KJV Bible turns 400
Reasons why the King James Bible reigns supreme
Regardless of your feelings for a book that predates most countries, the power, accuracy, and beauty of the King James Bible is worthy of admiration. Even the New York Times praised the overwhelming influence that the KJB had on not just America and English speakers, but on the world as a whole.
“You cannot survey the riches of (this book) … without realizing that you are being given a glimpse of a culture’s birth,” Edward Rothstein said in his article entitled “400 Years Old and Ageless.”
When the edict for an official Bible was given in 1604, it came at a time when the church was rife with false doctrine and religious hypocrisy. King James called together 54 of the most prolific scholars of his day to begin work on a new Bible, one that would be more accurately translated into the English language than any before it.

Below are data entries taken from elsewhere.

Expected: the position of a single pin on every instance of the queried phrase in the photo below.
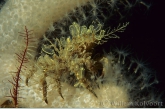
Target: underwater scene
(82, 54)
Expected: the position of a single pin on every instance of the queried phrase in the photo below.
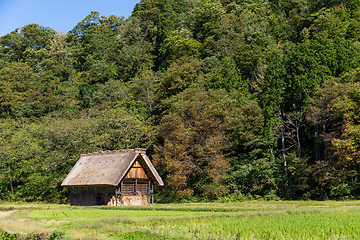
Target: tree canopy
(259, 98)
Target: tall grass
(249, 220)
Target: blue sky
(60, 15)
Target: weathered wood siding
(136, 171)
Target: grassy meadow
(244, 220)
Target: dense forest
(231, 98)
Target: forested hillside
(255, 97)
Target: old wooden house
(121, 177)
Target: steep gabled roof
(108, 168)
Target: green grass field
(245, 220)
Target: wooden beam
(136, 186)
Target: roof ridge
(136, 150)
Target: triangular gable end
(147, 166)
(137, 171)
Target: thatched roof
(108, 168)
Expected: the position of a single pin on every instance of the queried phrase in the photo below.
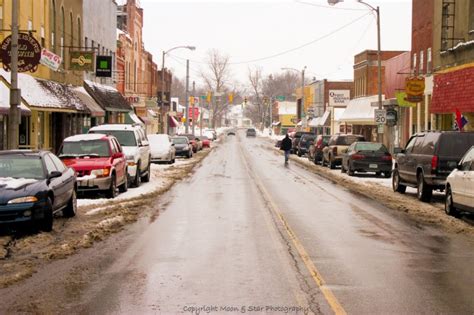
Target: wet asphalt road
(246, 231)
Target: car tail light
(434, 162)
(387, 157)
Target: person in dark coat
(286, 146)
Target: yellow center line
(310, 266)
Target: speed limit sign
(380, 116)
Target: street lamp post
(162, 93)
(302, 85)
(379, 62)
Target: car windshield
(368, 146)
(126, 138)
(90, 148)
(17, 166)
(179, 140)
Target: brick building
(453, 61)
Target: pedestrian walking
(286, 146)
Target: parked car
(182, 146)
(99, 163)
(460, 186)
(428, 158)
(304, 143)
(135, 145)
(332, 153)
(34, 185)
(315, 151)
(367, 157)
(251, 132)
(206, 142)
(210, 133)
(296, 139)
(161, 148)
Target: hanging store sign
(103, 66)
(50, 59)
(81, 61)
(29, 53)
(415, 88)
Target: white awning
(319, 121)
(135, 118)
(360, 111)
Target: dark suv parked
(427, 160)
(296, 140)
(304, 143)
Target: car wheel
(146, 178)
(449, 204)
(71, 208)
(137, 180)
(124, 186)
(112, 191)
(46, 224)
(343, 169)
(423, 191)
(350, 171)
(396, 186)
(332, 164)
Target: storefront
(452, 91)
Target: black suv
(296, 140)
(427, 160)
(304, 143)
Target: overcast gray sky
(272, 34)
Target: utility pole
(15, 93)
(192, 108)
(186, 123)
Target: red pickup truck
(99, 163)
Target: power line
(292, 49)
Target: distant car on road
(33, 186)
(161, 148)
(182, 146)
(99, 162)
(251, 132)
(460, 186)
(367, 157)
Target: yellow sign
(415, 88)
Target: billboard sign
(339, 98)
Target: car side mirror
(118, 155)
(54, 174)
(398, 150)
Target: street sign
(380, 116)
(280, 98)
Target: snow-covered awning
(107, 97)
(46, 94)
(361, 111)
(135, 118)
(94, 108)
(152, 112)
(173, 122)
(319, 121)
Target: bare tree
(216, 77)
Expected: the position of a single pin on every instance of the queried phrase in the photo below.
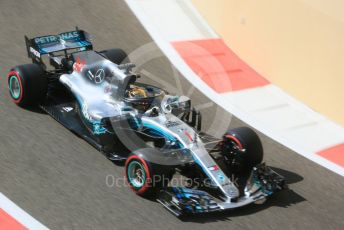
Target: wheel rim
(136, 174)
(14, 86)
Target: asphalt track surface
(61, 180)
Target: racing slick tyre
(27, 84)
(117, 56)
(242, 149)
(146, 178)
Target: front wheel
(146, 178)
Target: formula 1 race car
(97, 96)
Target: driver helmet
(139, 97)
(137, 92)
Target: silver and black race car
(97, 96)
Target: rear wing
(52, 43)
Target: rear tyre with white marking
(242, 149)
(27, 84)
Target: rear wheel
(117, 56)
(242, 149)
(27, 84)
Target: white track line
(276, 114)
(19, 214)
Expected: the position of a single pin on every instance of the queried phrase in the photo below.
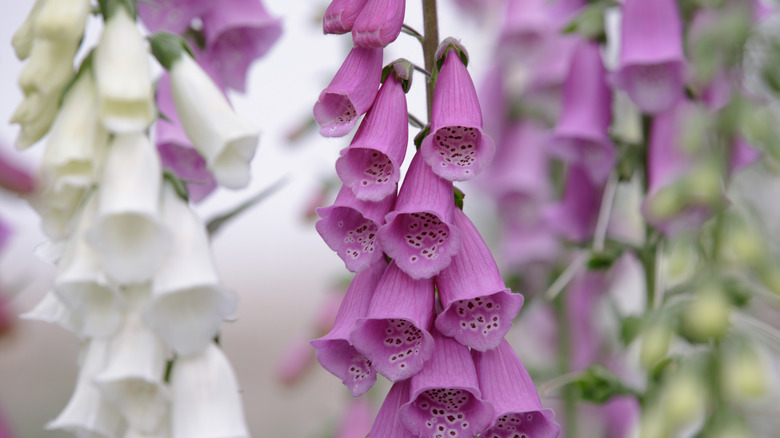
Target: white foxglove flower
(127, 235)
(121, 67)
(188, 303)
(206, 399)
(133, 379)
(88, 413)
(225, 141)
(83, 287)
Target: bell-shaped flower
(651, 66)
(445, 396)
(133, 377)
(371, 165)
(349, 227)
(387, 423)
(335, 351)
(188, 302)
(581, 135)
(206, 401)
(237, 32)
(341, 15)
(82, 285)
(222, 138)
(122, 72)
(394, 333)
(175, 148)
(351, 92)
(478, 307)
(88, 413)
(379, 23)
(419, 234)
(456, 149)
(507, 386)
(128, 236)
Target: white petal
(129, 238)
(224, 140)
(206, 400)
(121, 66)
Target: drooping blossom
(351, 92)
(371, 165)
(335, 351)
(394, 334)
(478, 307)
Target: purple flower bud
(446, 400)
(394, 334)
(478, 307)
(419, 234)
(341, 15)
(371, 165)
(379, 23)
(351, 92)
(334, 350)
(238, 32)
(506, 384)
(456, 149)
(581, 135)
(651, 67)
(349, 227)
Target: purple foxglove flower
(394, 333)
(419, 234)
(335, 351)
(351, 92)
(576, 215)
(456, 149)
(238, 32)
(379, 23)
(349, 227)
(506, 384)
(581, 135)
(651, 66)
(445, 396)
(388, 422)
(478, 307)
(173, 16)
(341, 15)
(371, 165)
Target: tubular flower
(478, 307)
(394, 333)
(351, 92)
(350, 226)
(457, 149)
(371, 164)
(335, 351)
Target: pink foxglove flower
(651, 67)
(379, 23)
(371, 165)
(335, 351)
(456, 149)
(506, 384)
(445, 395)
(237, 32)
(581, 135)
(419, 235)
(394, 333)
(478, 307)
(341, 15)
(388, 422)
(350, 226)
(351, 92)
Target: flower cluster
(135, 277)
(453, 373)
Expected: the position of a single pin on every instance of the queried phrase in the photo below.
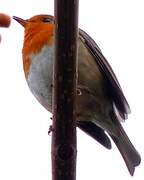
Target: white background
(118, 28)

Using the original textus receptus — Latin for “received texts” — these men were given the monumental task of gathering every original document they could find, translating them and then sifting through the tens of thousands of hand-written pages and compiling it into a single unified entity.
“The King James Bible was compiled by using a ‘majority test,’” Director of Liberty’s Graduate Program in History and a member of one of the committees heading up the KJB Quatercentennial Conference Dr. Samuel Smith said. “It would be like if I got together a class of 5th graders and had them write down what I said verbatim. Then, in 50 years, when someone wanted to know what I had said, they would go to the original documents. By reading and comparing them to each other, the person would be able to understand what I had said almost to the letter.”
And this is what gave the KJB its unparalleled accuracy. Even in the past 400 years, only a handful of other Bibles have used the same method. The others often turn to what are called the “Alexandra texts” — a collection of older texts — with the decision that the older the document, the more accurate it will be because of closer proximity to the events recorded in the Scriptures.
Obviously, there are holes in this method. Neither one can be perfect, of course, but — well, the methods speak for themselves, to be honest.
“We have had to study this great Version carefully and minutely, line by line; and the longer we have been engaged upon it the more we have learned to admire its simplicity, its dignity, its power, its happy turns of expression, its general accuracy, and, we must not fail to add, the music of its cadences and the felicities of its rhythm,” the scholars that developed the English Revised Version said of the KJB in the preface of their translation.
“Students should care about reading and writing because God gave us His revelation in words, in history. The KJB was used by God in a powerful way for evangelism and Christian growth. It’s part of our heritage as Christians, because it was the dominant translation so long, but also because of the influence it had on the English language,” Smith said.
The Reformation was a period of great upheaval throughout Europe as a deep, insatiable urge to read God’s Word swept across the continent. The ability of every man to read the Bible for himself not only became the goal of education, but also the mark of an intellectual. Like Luther’s German Bible developed German culture, so did the KJB greatly aid in the development of English religion, education and literature.
“The value of having the Word of God in your language is priceless, and we don’t appreciate that nearly enough,” Smith said.
The great translation debate continues on in theological circles, regardless of the celebration for the KJB. But even in those circles, the respect for what the King James Bible accomplished — both at the time of publication and in the centuries since — remains undisputed.
And as Dr. Smith noted, “That, in itself, is worthy of a celebration among Christians.”